HPRMAT: A high-performance R-matrix solver with GPU acceleration for coupled-channel problems in nuclear physics
Jin Lei
TL;DR
HPRMAT addresses the computational bottleneck in R-matrix coupled-channel scattering by replacing legacy inversion with direct LU solving across four backends, including GPU-accelerated and mixed-precision options. The library preserves compatibility with Descouvemont’s interface while achieving up to 9× CPU speedups and 18× over legacy codes for matrices of size up to $N = n_{\rm ch} \times n_{\rm lag} \approx 25600$, and maintains cross-section accuracy better than $10^{-5}$ relative.
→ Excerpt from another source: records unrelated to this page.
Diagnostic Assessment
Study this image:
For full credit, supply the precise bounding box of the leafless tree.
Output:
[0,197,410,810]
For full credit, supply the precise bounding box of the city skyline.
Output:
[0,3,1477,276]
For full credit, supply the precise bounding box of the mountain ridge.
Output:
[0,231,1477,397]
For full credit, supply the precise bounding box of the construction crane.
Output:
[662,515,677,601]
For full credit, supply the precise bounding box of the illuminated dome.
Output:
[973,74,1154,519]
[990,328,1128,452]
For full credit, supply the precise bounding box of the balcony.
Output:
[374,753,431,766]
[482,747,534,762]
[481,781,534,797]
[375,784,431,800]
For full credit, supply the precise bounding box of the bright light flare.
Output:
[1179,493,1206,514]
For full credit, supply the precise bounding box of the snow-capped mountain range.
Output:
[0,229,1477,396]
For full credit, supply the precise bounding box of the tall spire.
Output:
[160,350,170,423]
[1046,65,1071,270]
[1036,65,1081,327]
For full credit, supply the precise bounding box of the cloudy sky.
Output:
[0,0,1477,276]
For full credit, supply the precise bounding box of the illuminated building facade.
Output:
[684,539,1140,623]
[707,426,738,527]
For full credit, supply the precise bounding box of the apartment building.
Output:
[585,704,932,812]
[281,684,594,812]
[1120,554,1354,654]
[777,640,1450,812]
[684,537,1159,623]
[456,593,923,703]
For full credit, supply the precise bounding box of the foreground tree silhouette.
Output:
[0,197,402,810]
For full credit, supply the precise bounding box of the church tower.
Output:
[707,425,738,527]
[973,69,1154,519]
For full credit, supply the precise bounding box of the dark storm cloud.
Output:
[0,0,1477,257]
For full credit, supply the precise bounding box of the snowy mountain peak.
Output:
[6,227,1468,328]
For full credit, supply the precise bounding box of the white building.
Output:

The mixed-precision approach leverages the FP32:FP64 throughput advantage on consumer GPUs to factorize in $FP32$ with iterative refinement to $FP64$ accuracy, broadening accessibility to desktop workstations. Validation against Descouvemont’s reference code across multiple test cases confirms both numerical reliability and physical fidelity, enabling large-scale CDCC and coupled-channel calculations without expensive data-center resources. $N$ indicates the total system dimension $N = n_{\rm ch} \times n_{\rm lag}$, and cross sections remain accurate within the required nuclear-physics tolerances.$
Abstract
I present HPRMAT, a high-performance solver library for the linear systems arising in R-matrix coupled-channel scattering calculations in nuclear physics. Designed as a drop-in replacement for the linear algebra routines in existing R-matrix codes, HPRMAT employs direct linear equation solving with optimized libraries instead of traditional matrix inversion, achieving significant performance improvements. The package provides four solver backends: (1) double-precision LU factorization, (2) mixed-precision arithmetic with iterative refinement, (3) a Woodbury formula approach exploiting the kinetic-coupling matrix structure, and (4) GPU acceleration. Benchmark calculations demonstrate that the GPU solver achieves up to 9$\times$ speedup over optimized CPU direct solvers, and 18$\times$ over legacy inversion-based codes, for large matrices ($N=25600$). The mixed-precision strategy is particularly effective on consumer GPUs (e.g., NVIDIA RTX 3090/4090), where single-precision throughput exceeds double-precision by a factor of 64:1; by performing factorization in single precision with iterative refinement, HPRMAT overcomes the poor FP64 performance of consumer hardware while maintaining double-precision accuracy. This makes large-scale CDCC and coupled-channel calculations accessible to researchers using standard desktop workstations, without requiring expensive data-center GPUs. CPU-only solvers provide 5--7$\times$ speedup through optimized libraries and algorithmic improvements. All solvers maintain physics accuracy with relative errors below $10^{-5}$ in cross-section calculations, validated against Descouvemont's reference code (Comput.\ Phys.\ Commun.\ 200, 199--219 (2016)). HPRMAT provides interfaces for Fortran, C, Python, and Julia.